The CER is also party to a second case, to be heard in March seeking a review of the award of Tendele’s mining right to expand into Areas 4 and 5.

Of both cases, Fourie rejects the notion of the CER is riding on the coattails of the relocation mediation. “We don’t believe our intervention to be opportunistic, but rather to promote legal certainty and good environmental governance, and to protect constitutional rights”.

VENDETTAS

Scholes is doubtful: “These are people with a personal vendetta against mining.” He asked Youens during The Week in Review: ‘Do you want to close all coal mining down?’ Replied Youens: “It’s not what I want, it’s what my clients want”. It sounded like a dodge. Interestingly, one of the original applicants in the Pietermaritzburg High Court case, a community member, Sabelo Dladla, has withdrawn his application. “The penny has dropped that if the review (of the mining right) is successful, the community will have no income,” says Scholes.

In the end, though, Scholes wants what he considers legal cul-de-sacs to be abandoned in favour of mediation.

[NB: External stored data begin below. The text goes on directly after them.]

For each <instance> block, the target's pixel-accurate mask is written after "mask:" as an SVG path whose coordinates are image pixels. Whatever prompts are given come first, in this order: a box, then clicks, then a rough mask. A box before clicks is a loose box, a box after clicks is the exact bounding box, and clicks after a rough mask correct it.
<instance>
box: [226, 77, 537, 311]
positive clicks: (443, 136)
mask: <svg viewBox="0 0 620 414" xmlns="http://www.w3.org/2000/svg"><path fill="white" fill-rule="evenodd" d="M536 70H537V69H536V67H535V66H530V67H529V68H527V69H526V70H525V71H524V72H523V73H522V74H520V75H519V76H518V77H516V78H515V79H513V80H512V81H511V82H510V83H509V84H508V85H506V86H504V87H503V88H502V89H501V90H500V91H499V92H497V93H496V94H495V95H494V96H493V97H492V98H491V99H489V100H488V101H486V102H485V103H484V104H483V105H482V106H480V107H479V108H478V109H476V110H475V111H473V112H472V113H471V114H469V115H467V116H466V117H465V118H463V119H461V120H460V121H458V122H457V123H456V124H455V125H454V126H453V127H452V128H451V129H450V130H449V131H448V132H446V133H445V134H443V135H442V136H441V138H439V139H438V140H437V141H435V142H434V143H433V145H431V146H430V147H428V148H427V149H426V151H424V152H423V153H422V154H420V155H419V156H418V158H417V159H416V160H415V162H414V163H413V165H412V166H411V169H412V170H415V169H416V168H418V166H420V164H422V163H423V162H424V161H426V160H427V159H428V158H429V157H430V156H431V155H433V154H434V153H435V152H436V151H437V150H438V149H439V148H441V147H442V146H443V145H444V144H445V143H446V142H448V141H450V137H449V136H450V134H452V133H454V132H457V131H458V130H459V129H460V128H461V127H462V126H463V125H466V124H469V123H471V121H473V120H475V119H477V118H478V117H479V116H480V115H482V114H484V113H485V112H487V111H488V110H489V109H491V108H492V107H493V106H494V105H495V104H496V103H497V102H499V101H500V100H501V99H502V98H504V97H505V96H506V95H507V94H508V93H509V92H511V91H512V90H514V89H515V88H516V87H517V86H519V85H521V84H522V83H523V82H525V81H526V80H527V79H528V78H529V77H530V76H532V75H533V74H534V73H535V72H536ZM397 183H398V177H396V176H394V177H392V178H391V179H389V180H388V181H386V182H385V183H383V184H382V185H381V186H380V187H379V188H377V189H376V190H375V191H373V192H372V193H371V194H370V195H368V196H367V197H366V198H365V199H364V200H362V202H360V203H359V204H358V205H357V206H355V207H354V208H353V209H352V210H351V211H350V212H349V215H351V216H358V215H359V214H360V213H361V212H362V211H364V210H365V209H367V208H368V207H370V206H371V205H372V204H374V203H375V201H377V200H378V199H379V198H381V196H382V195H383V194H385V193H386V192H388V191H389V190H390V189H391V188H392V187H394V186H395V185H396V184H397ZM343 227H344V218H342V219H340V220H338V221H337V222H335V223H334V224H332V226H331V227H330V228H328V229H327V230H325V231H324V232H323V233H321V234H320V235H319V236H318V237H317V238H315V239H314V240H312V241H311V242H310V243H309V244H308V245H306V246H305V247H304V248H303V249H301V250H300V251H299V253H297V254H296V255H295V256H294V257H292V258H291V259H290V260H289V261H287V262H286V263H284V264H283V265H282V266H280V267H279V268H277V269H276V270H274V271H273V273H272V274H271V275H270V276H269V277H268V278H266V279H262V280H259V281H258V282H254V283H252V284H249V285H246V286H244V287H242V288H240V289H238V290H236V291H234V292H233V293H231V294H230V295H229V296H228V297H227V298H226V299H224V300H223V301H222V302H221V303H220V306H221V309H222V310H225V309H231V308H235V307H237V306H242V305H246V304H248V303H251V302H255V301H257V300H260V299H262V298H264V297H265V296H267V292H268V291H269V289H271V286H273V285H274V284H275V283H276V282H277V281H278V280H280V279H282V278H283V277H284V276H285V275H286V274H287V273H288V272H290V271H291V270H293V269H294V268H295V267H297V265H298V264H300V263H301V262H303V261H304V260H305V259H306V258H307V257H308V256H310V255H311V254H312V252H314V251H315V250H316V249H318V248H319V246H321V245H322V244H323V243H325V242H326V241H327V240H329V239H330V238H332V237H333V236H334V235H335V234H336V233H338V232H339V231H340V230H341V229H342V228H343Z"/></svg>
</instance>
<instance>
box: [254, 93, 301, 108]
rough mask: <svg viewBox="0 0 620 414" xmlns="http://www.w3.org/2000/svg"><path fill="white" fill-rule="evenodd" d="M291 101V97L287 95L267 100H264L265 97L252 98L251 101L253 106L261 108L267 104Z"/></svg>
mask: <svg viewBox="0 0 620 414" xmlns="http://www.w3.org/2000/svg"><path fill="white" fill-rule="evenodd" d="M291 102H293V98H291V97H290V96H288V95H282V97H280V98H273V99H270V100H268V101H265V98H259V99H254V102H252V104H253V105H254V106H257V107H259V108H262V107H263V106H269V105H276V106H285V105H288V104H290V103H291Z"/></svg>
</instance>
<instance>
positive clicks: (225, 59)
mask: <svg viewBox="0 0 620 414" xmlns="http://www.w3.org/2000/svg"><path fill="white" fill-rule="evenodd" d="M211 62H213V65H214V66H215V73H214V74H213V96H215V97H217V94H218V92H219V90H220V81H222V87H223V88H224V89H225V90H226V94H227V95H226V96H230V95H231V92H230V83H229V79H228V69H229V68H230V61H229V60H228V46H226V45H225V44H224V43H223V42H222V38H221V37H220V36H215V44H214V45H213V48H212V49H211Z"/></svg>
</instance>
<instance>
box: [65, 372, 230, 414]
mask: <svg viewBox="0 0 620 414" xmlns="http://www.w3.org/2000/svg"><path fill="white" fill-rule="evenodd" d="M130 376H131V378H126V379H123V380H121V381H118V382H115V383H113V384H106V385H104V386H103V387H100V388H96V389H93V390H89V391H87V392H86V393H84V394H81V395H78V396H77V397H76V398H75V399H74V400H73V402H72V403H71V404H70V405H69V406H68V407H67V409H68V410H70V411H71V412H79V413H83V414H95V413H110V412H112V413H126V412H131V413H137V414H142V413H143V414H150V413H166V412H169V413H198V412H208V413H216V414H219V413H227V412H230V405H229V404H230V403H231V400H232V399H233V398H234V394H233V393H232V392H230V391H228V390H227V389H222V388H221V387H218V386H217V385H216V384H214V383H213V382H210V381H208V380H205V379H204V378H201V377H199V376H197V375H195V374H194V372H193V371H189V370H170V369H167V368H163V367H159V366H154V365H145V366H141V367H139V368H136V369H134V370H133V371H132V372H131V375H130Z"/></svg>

He rejects accusations the Section 54 process is to evict the families, saying rather it’s to establish a base case compensation from which to negotiate.

Ironically, Spoor also wants mediation.

“We’ve been calling for it but the mine has flatly rejected it,” he told The Week in Review. “We started this process 18 months ago,” replied Scholes of the Section 54 process. It sounded, for a moment, as if they were talking at cross purposes.